Implementation:FlagOpen FlagEmbedding Reinforced IR Model
| Knowledge Sources | |
|---|---|
| Domains | Information Retrieval, Inference, Query Augmentation |
| Last Updated | 2026-02-09 00:00 GMT |
Overview
Inference wrapper that combines a retrieval model with an LLM-based query augmentation generator for Reinforced IR.
Description
This class provides a unified inference interface for the Reinforced IR system, managing both the retrieval model and the optional query augmentation generator. It handles lazy loading and memory management, loading models only when needed and offloading them to save GPU memory when switching between generation and retrieval. The system supports dynamic query augmentation where an LLM generates additional context for queries before embedding.
The model uses a two-stage retrieval process: first optionally generating augmented context for queries using an LLM with a task-specific prompt template, then encoding both the original query and augmentation using the retrieval model. The final query representation is a weighted combination (typically 80% original query, 20% augmentation).

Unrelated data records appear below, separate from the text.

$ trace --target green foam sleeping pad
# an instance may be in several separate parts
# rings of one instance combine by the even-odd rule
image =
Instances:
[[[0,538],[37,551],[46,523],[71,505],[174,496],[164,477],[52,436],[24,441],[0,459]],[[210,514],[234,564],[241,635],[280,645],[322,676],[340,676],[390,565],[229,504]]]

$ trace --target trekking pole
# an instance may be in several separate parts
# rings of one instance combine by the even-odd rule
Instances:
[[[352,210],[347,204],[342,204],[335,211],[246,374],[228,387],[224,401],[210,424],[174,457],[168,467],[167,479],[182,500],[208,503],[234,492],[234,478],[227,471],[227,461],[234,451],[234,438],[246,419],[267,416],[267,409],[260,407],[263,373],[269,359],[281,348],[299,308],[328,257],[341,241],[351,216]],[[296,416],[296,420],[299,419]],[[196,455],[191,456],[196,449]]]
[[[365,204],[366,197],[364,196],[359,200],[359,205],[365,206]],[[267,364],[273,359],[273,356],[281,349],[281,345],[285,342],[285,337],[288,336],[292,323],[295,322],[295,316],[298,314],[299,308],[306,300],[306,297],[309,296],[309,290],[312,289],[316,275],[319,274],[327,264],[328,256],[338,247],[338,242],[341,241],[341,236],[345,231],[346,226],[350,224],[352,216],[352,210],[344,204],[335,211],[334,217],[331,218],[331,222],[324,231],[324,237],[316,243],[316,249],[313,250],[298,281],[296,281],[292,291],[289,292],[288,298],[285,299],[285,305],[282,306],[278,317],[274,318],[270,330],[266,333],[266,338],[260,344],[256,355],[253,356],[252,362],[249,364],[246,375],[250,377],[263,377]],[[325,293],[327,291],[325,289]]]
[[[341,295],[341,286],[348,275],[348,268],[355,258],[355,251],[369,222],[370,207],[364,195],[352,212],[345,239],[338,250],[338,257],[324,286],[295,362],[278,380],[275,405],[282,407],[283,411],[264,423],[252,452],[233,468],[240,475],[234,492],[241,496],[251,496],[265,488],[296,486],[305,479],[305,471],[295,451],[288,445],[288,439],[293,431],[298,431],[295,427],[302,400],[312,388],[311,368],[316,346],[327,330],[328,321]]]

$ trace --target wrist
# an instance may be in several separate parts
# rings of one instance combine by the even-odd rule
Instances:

This approach improves retrieval performance by enriching queries with generated contextual information while maintaining the semantic signal from the original query.
Usage
Use this class for inference with Reinforced IR models, particularly when you want to leverage LLM-based query augmentation to improve retrieval performance on downstream tasks.
Code Reference
Source Location
- Repository: FlagOpen_FlagEmbedding
- File: research/Reinforced_IR/inference/ir_model.py
- Lines: 1-135
Signature
class Reinforced_IR_Model:
def __init__(
self,
model_name_or_path: str,
model_class: Optional[Union[str, EmbedderModelClass]] = None,
normalize_embeddings: bool = True,
use_fp16: bool = True,
query_instruction_for_retrieval: Optional[str] = None,
devices: Optional[Union[str, List[str]]] = None,
pooling_method: Optional[str] = None,
trust_remote_code: Optional[bool] = None,
query_instruction_format: Optional[str] = None,
generator_model_name_or_path: Optional[str] = None,
temperature: float = 1.0,
gpu_memory_utilization: float = 0.5,
tensor_parallel_size: int = None,
top_p: float = 1.0,
max_tokens: int = 300,
api_key: Optional[str] = None,
base_url: Optional[str] = None,
model_type: str = "llm_instruct",
**kwargs
)
def encode_queries(self, task_instruction, answer_type, queries, **kwargs):
"""Encode queries with optional augmentation"""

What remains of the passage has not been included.